Results.—Vinblastine with and without hyaluronidase caused regression of KS lesions and hyperpigmentation, but the combination was more effective in treating nodules. No lesions cleared by the combination recurred. Superficial bullae more frequently occurred in lesions treated with hyaluronidase. More than 50% of lesions treated with vinblastine alone recurred.
Discussion.—Because KS is seen mainly in patients with late-stage AIDS, most patients are no longer candidates for systemic therapy. Other therapies, radiation, cryotherapy, intralesional chemotherapy, and immunotherapy, can leave residual tumor beneath the scar. Intralesional interferon-α requires multiple treatments and high doses and has been used mainly to treat small lesions. Tumor nodules treated with vinblastine tend to respond incompletely and recur. In addition to potentiating the effect of vinblastine, hyaluronidase also potentiates the effect of anesthesia and lowers the incidence of recurrence.

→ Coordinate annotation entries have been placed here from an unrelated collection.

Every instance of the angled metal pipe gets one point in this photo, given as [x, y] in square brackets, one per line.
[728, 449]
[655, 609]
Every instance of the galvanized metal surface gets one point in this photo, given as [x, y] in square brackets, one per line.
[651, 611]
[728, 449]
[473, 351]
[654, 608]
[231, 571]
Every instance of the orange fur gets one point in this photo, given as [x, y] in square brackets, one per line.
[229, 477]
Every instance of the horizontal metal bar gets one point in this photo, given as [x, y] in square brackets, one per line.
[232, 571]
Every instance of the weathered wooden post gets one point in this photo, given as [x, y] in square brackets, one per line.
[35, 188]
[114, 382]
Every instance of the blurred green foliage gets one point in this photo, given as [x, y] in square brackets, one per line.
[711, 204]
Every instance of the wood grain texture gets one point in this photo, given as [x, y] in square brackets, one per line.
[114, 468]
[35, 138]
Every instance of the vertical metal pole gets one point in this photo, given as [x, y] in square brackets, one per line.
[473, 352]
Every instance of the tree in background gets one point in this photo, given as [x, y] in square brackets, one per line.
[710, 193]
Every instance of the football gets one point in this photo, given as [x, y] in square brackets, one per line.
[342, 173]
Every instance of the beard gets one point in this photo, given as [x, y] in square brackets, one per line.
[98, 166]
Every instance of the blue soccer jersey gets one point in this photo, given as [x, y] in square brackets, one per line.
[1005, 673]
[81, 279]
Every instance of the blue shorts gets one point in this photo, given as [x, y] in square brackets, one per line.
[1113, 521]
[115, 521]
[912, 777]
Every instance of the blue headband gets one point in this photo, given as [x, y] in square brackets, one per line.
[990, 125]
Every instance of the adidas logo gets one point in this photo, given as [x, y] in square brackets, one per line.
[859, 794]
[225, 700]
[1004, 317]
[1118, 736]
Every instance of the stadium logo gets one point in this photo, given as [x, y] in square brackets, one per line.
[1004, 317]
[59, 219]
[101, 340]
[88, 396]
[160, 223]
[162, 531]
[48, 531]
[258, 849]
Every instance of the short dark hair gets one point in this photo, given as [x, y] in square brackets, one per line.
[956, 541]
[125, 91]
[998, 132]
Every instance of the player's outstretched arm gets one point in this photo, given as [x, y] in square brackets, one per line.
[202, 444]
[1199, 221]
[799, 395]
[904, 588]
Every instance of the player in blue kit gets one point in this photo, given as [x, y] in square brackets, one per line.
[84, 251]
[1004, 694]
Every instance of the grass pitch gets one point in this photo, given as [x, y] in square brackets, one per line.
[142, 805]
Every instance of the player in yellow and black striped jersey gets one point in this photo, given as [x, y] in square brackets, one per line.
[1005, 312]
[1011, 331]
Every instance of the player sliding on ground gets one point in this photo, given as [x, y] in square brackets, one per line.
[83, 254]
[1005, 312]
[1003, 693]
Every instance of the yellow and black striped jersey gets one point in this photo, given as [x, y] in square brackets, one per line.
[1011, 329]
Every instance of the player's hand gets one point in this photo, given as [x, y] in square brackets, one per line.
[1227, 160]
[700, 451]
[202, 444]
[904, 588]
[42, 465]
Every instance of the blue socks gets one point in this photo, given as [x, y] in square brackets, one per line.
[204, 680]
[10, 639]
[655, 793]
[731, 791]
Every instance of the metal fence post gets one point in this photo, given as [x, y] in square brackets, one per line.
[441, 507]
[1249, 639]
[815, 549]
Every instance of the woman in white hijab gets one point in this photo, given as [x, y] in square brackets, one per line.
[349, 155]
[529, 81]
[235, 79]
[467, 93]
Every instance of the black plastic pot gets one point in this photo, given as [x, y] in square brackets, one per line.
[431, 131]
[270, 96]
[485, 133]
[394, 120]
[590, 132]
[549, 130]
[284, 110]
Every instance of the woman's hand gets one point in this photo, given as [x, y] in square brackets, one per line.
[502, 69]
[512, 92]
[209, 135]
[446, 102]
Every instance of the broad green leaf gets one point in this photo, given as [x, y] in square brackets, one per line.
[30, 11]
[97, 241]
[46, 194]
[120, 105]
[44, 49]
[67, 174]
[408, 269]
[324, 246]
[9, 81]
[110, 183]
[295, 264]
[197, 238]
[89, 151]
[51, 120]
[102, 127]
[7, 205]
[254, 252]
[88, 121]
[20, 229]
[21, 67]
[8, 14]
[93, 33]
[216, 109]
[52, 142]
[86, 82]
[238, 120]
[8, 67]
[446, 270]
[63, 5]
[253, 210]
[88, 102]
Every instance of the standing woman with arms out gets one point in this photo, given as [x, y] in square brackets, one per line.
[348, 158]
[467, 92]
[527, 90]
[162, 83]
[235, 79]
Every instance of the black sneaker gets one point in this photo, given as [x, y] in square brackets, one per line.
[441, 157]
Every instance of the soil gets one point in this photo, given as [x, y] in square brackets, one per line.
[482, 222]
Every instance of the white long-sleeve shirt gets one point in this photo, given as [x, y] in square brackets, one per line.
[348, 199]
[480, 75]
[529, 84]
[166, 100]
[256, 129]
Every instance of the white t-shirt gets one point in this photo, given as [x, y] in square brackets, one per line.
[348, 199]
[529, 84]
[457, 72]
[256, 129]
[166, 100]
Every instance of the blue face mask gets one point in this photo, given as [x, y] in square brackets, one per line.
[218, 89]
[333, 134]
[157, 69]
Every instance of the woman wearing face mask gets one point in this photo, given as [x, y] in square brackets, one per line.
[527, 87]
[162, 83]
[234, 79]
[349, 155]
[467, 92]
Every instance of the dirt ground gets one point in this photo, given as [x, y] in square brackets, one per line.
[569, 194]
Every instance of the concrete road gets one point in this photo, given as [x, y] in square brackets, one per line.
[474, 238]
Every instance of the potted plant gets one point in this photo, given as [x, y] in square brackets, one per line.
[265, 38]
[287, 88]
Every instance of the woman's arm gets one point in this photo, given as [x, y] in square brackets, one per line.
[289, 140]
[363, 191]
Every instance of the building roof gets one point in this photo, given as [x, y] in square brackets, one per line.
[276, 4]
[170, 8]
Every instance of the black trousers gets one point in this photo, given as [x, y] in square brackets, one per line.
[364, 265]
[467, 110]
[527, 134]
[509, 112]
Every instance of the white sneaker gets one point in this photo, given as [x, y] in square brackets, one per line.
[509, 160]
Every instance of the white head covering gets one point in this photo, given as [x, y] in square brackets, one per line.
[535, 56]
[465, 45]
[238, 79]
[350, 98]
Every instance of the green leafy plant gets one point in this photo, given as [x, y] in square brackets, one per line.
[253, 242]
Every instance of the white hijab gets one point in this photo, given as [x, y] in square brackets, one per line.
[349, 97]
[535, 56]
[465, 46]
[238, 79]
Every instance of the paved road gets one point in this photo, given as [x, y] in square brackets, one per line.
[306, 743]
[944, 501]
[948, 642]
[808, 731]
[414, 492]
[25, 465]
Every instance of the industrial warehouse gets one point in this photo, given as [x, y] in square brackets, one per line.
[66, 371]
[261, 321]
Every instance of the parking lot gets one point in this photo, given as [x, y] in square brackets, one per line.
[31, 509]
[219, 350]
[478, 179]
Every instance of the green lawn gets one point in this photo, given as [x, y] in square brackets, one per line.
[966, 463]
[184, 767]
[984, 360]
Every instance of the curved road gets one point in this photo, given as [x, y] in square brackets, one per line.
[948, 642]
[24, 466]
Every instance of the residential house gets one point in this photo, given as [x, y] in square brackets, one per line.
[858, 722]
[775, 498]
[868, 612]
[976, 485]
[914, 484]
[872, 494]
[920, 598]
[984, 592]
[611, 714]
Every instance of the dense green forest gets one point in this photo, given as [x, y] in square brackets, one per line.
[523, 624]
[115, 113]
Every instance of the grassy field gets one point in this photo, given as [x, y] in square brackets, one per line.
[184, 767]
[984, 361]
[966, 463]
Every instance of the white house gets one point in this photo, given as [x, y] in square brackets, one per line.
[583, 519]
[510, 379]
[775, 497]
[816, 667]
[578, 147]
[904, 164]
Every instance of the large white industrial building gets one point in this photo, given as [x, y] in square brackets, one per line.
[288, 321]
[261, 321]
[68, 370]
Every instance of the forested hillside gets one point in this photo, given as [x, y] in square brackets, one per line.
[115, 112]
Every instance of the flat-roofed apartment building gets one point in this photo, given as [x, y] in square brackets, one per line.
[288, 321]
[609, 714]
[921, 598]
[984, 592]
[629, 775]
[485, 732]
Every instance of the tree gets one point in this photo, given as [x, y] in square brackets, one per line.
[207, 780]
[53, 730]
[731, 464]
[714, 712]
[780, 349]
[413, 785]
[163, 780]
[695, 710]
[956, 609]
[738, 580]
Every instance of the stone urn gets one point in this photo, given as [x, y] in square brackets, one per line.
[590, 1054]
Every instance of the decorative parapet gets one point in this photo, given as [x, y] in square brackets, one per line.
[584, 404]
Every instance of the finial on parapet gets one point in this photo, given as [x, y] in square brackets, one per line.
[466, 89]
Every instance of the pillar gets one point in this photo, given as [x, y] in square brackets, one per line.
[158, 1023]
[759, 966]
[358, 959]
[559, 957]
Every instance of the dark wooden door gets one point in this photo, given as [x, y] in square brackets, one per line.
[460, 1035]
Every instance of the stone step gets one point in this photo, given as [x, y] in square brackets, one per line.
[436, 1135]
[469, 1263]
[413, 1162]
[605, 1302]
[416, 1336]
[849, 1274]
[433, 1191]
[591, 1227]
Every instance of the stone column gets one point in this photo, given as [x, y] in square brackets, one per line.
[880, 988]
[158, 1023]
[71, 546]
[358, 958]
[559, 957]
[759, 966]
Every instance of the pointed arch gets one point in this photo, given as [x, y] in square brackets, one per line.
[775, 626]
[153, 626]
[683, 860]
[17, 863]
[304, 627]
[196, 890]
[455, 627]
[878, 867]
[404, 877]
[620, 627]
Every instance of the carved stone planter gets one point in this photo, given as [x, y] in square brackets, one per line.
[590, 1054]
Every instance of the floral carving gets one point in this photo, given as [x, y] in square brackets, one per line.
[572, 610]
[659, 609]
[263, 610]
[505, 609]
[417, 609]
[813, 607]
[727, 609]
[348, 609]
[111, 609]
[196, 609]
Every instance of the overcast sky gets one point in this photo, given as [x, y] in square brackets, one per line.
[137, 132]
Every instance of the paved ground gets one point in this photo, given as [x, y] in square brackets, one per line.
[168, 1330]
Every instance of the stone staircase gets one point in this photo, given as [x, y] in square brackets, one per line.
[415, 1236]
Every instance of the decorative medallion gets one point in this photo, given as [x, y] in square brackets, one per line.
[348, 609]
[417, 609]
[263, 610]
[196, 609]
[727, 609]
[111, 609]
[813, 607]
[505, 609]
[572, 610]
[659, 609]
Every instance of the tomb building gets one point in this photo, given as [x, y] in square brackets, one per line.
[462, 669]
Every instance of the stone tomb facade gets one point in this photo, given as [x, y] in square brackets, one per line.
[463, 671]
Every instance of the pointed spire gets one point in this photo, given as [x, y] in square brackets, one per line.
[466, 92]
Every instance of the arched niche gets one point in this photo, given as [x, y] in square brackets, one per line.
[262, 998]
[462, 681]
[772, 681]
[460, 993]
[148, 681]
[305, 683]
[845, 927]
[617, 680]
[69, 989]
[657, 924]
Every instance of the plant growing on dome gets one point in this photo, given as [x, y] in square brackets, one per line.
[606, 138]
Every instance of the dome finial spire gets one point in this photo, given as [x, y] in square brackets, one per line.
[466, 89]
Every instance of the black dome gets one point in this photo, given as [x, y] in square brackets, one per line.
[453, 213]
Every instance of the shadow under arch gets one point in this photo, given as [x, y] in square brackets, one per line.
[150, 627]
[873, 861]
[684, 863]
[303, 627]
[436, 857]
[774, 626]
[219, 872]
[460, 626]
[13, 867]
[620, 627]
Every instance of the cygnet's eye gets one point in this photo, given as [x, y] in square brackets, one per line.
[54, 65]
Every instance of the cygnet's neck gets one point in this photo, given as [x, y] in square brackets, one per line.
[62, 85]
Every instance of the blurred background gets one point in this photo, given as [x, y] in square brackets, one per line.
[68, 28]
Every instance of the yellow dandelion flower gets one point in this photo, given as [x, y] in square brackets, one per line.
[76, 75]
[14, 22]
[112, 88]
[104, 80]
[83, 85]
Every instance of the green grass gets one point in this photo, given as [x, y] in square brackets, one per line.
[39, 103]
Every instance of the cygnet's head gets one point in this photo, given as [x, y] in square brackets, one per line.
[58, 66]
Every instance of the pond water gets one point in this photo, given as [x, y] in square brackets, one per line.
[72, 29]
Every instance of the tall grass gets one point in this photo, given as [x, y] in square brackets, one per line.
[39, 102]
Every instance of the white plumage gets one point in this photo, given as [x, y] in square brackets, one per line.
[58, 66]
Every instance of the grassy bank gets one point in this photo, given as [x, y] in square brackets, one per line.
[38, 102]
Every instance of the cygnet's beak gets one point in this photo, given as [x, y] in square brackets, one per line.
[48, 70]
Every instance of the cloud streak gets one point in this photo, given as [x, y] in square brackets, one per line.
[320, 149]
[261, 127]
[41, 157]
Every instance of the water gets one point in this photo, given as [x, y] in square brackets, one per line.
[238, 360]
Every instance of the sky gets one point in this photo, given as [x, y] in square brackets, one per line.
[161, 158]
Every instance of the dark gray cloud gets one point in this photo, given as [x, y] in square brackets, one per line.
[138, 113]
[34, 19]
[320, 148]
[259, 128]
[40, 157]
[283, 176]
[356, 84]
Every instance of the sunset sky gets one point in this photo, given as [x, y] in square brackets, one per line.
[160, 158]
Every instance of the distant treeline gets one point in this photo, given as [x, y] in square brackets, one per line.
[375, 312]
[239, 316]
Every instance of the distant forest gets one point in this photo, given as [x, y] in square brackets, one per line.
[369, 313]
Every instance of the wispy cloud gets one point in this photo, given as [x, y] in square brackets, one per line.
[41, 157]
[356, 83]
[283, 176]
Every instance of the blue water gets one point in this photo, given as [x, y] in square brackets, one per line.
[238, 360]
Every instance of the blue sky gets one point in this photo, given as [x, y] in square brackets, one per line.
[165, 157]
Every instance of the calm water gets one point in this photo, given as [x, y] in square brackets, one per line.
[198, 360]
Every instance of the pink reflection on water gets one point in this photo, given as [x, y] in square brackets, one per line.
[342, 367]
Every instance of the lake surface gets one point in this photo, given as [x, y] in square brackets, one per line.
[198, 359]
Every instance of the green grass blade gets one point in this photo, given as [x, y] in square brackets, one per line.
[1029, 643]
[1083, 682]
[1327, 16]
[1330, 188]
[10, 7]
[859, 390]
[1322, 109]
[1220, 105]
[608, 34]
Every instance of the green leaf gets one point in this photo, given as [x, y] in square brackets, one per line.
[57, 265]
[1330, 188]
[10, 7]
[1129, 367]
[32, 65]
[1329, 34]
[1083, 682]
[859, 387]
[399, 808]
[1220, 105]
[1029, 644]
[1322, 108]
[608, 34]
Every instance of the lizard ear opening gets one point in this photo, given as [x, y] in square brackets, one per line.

Conclusion.—Intralesional vinblastine combined with hyaluronidase yielded superior results compared with vinblastine alone, particularly for larger lesions. The combination also lowered the recurrence rate.
► Although the number of patients in this study was small, the authors felt that a combination of intralesional vinblastine and hyaluronidase yielded superior results compared to intralesional vinblastine alone. This was especially true for larger lesions, which responded better and were less likely to recur.